Les prix imposés par le ministère à la Sonocc découlent d’un consensus
Justifiant leur décision de baisser le prix du ciment, André Kamba a précisé que l’homologation des prix ne se fait pas au hasard. Elle se fait sur la base des charges de production en tenant compte du niveau des marges accordées par l’Etat pour proposer aux producteurs le niveau maximum du prix de vente.
« C’est le cas de la Sonocc avec qui nous avions travaillé ensemble à Loutété et de commun accord élaboré les données consensuelles de prix, intitulées structure des prix du ciment Sonocc », argumente André Kamba.
D’après ces données issues d’une enquête, la tonne du ciment que produit la Sonocc devrait désormais coûter 91.000 FCFA au lieu de 105.000 FCFA comme avant et le sac à 4.900 FCFA.

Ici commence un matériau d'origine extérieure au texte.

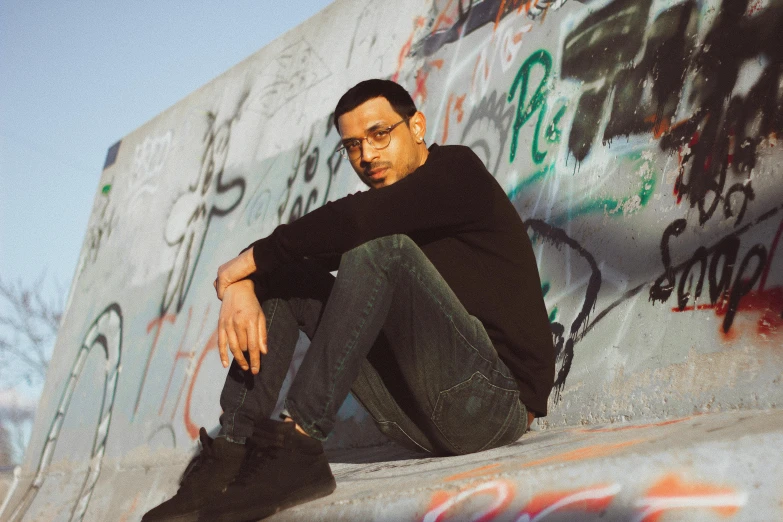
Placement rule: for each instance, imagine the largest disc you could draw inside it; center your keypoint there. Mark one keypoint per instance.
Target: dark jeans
(390, 330)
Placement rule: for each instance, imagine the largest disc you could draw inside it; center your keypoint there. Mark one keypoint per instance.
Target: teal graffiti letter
(537, 102)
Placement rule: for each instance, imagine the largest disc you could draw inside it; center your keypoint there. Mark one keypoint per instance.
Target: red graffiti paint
(421, 79)
(458, 108)
(176, 358)
(190, 426)
(594, 499)
(156, 323)
(767, 302)
(672, 493)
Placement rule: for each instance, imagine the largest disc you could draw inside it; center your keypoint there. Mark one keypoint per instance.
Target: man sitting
(435, 322)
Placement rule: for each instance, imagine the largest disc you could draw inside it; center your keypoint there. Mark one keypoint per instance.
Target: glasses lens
(380, 139)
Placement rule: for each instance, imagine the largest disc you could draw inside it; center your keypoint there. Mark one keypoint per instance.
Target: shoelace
(264, 448)
(255, 462)
(199, 463)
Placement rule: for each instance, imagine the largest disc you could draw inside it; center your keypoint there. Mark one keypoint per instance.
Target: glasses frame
(343, 149)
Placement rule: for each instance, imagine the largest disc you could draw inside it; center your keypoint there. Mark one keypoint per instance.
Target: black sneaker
(205, 477)
(283, 468)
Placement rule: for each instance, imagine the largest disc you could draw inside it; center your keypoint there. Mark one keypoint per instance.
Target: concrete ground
(715, 466)
(718, 466)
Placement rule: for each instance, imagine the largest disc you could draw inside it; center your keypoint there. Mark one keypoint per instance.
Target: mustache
(377, 165)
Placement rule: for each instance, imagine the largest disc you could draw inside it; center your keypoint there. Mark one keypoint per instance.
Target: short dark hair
(395, 94)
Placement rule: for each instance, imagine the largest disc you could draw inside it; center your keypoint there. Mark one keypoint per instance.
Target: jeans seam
(495, 437)
(450, 319)
(244, 388)
(504, 427)
(404, 433)
(349, 349)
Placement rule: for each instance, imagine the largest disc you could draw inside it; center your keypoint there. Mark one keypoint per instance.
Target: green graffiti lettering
(537, 102)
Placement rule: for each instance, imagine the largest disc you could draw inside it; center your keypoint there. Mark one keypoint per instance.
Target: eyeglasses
(377, 139)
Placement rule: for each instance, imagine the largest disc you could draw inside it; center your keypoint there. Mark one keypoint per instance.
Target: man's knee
(384, 247)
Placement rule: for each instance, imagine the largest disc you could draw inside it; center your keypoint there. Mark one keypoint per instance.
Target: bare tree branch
(28, 327)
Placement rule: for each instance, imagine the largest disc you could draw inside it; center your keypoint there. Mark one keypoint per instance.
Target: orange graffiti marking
(176, 358)
(458, 107)
(500, 14)
(591, 500)
(672, 493)
(478, 472)
(444, 505)
(590, 452)
(156, 323)
(191, 428)
(421, 79)
(443, 18)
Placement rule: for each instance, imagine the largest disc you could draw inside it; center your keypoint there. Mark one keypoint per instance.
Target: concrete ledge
(707, 467)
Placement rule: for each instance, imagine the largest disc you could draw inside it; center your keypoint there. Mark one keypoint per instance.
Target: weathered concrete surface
(715, 466)
(704, 467)
(638, 139)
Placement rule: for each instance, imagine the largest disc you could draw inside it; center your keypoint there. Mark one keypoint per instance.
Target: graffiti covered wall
(638, 140)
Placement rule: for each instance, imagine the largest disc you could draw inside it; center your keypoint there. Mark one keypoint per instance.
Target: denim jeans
(390, 330)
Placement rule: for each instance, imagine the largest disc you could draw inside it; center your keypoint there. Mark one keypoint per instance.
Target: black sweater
(462, 220)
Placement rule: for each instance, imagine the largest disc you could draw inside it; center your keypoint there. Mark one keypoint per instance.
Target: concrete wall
(638, 140)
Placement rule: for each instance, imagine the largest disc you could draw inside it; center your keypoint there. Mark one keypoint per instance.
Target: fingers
(253, 347)
(223, 345)
(236, 350)
(262, 332)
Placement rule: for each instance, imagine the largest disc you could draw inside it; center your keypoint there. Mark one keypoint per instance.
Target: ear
(418, 125)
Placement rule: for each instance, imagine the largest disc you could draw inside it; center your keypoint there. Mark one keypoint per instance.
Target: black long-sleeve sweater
(458, 214)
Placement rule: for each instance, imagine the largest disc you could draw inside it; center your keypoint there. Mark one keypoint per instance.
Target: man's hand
(242, 326)
(235, 270)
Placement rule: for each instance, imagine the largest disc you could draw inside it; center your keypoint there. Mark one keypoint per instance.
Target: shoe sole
(311, 492)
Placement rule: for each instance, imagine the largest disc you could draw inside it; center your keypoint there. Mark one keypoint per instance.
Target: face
(406, 151)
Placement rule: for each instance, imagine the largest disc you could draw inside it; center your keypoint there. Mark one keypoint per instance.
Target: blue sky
(77, 76)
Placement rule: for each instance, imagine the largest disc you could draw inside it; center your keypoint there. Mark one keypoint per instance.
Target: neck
(423, 154)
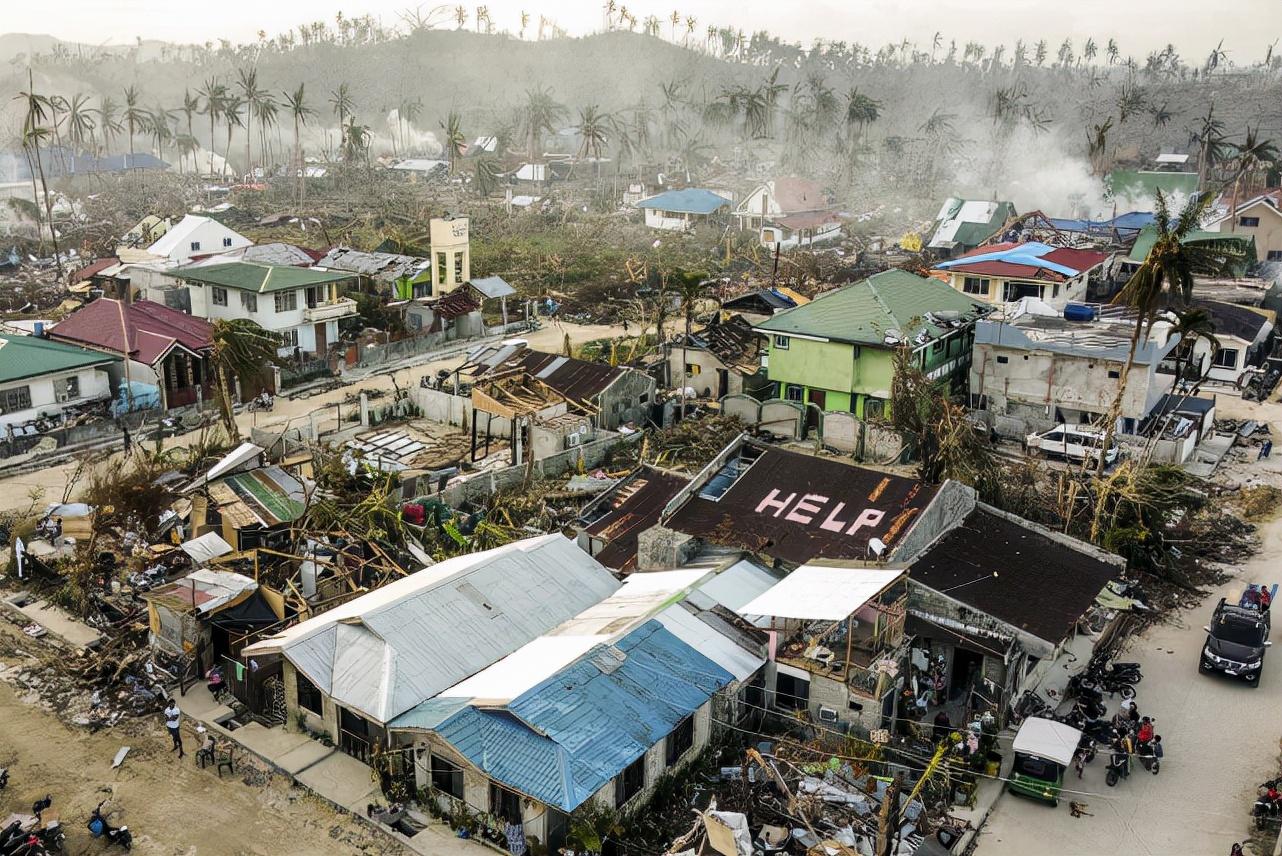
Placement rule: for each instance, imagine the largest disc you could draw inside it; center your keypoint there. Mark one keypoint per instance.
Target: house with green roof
(41, 379)
(301, 305)
(836, 351)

« La Sonocc nous avait écrit pour solliciter l’augmentation du prix de son ciment à 125.000 FCFA. On s’est accordé avec eux afin qu’une équipe technique soit envoyée à Loutété pour regarder toutes leurs charges et établir le niveau de charge pour fixer le prix. Pour nous, ce qui est important c’est le prix sur le marché et non à l’usine », nous a-t-il confié tout en notant qu’après les résultats de cette commission, il a été conclu qu’il sera inséré au prix du ciment, le coût du transport par CFCO de Loutété à Brazzaville, les taux de TVA et la CA.

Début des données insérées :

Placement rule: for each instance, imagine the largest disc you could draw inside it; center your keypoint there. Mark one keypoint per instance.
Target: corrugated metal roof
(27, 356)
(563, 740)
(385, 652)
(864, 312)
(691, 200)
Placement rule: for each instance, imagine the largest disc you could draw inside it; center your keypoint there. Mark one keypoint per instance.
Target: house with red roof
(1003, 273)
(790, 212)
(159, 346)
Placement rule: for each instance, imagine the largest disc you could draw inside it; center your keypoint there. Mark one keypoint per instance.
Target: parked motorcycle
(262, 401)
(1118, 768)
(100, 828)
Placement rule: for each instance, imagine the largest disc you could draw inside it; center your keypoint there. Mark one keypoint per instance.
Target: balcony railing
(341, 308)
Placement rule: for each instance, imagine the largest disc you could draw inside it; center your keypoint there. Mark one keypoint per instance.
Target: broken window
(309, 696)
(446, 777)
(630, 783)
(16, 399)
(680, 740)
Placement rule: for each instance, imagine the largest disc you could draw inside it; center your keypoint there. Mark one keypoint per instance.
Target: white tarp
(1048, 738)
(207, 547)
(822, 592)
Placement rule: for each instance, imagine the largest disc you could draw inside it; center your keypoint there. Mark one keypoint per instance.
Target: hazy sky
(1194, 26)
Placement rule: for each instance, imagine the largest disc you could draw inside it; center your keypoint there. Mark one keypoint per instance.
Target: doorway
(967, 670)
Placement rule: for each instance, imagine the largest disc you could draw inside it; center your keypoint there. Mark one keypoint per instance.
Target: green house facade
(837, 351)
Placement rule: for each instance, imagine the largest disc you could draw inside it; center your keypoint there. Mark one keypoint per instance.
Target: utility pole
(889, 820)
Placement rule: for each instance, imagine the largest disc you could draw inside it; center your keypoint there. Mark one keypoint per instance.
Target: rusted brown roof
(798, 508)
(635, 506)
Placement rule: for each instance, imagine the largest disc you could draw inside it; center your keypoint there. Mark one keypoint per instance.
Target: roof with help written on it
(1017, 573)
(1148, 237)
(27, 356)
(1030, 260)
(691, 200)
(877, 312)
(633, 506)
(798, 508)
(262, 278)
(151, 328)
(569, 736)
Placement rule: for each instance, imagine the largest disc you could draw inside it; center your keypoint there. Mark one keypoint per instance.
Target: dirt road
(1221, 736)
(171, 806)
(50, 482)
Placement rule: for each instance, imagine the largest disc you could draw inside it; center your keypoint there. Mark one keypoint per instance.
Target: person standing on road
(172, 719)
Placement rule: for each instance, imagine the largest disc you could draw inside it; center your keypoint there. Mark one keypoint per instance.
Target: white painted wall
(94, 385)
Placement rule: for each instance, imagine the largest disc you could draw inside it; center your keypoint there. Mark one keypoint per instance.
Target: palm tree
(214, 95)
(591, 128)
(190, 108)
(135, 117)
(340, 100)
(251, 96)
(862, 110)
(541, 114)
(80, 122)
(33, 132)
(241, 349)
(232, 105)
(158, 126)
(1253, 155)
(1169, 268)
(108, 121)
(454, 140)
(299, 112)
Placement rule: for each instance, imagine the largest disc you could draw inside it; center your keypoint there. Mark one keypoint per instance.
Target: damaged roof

Conformément à l’actuelle loi des finances, le ciment n’est plus un produit de première nécessité, mais un produit de large consommation et doit être taxé à un taux réduit de 5% qui ne sera d’ailleurs pas payé par la Sonocc mais par les consommateurs.
« Nous ne sommes pas contre les entreprises. Elles sont nos partenaires mais notre rôle c’est de défendre à la fois les intérêts des partenaires et des consommateurs. Notre souhait est que la Sonocc vive, produit pour l’intérêt des congolais et que la population soit satisfaite de leurs prix pour ne pas voir leur pouvoir d’achat subir une érosion exagérée et sans raison», a fait savoir André Kamba.

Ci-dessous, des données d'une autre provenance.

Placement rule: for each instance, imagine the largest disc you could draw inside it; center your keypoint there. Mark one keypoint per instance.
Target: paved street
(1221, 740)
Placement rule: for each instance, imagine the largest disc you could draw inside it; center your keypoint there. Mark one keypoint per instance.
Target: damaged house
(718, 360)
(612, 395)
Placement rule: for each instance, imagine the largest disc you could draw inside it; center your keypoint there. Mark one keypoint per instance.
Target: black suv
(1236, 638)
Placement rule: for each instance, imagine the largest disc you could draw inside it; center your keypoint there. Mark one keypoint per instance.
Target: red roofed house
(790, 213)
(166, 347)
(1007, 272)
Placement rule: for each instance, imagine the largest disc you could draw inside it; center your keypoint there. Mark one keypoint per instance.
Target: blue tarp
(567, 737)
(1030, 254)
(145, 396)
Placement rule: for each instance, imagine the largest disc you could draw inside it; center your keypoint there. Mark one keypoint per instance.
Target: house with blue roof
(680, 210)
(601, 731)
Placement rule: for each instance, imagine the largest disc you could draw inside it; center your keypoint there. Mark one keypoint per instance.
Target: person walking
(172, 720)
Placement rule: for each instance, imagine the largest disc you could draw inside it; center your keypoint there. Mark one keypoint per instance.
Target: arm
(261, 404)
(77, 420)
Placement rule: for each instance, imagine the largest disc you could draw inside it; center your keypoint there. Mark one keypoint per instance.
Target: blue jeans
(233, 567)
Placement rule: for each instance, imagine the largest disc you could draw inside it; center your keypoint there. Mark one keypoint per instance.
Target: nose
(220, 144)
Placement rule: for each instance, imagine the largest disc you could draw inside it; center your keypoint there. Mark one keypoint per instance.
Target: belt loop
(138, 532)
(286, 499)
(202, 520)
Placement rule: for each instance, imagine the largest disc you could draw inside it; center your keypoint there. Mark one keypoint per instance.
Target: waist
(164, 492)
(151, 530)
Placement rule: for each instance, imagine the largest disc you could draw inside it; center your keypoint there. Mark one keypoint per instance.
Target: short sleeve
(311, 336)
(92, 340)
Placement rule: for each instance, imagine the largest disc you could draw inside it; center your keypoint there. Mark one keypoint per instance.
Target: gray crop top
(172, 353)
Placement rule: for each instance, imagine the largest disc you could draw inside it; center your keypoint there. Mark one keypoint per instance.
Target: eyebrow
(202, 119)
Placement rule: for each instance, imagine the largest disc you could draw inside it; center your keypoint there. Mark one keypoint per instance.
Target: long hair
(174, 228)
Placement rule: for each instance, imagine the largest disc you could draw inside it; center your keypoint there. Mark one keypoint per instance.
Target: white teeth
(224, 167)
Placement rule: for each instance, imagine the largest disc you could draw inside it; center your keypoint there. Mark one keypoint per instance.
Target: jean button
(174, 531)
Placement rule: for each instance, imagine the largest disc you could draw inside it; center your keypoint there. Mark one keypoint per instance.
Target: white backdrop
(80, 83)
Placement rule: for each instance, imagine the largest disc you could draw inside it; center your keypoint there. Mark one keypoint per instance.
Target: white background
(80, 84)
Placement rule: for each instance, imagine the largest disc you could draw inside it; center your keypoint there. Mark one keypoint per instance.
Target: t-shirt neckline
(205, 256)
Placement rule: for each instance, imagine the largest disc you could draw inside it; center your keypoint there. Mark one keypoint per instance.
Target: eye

Toutefois, abordant la question sur l’homologation des prix du ciment, il a précisé qu’au Congo, il y a deux types de ciment : le ciment importé, plus précisément celui qui arrive de Pointe-Noire et celui produit par la Sonocc. Tout ciment importé est obligatoirement homologué quand il arrive au Congo. À Pointe- Noire, ce type de ciment est vendu à 73.000 FCFA la tonne, mais lorsqu’il est transporté à Brazzaville, il coûte le même prix que celui de la Sonocc, notamment 105.000 FCFA. « Nous avions dit à tous les importateurs que malgré les dépenses qu’ils font, tous les prix du ciment doivent être alignés au prix de la Sonocc. Parce que, nous ne voulons pas avoir plusieurs prix sur le marché, ce qui poserait des difficultés dans le contrôle des prix », a conclu André Kamba.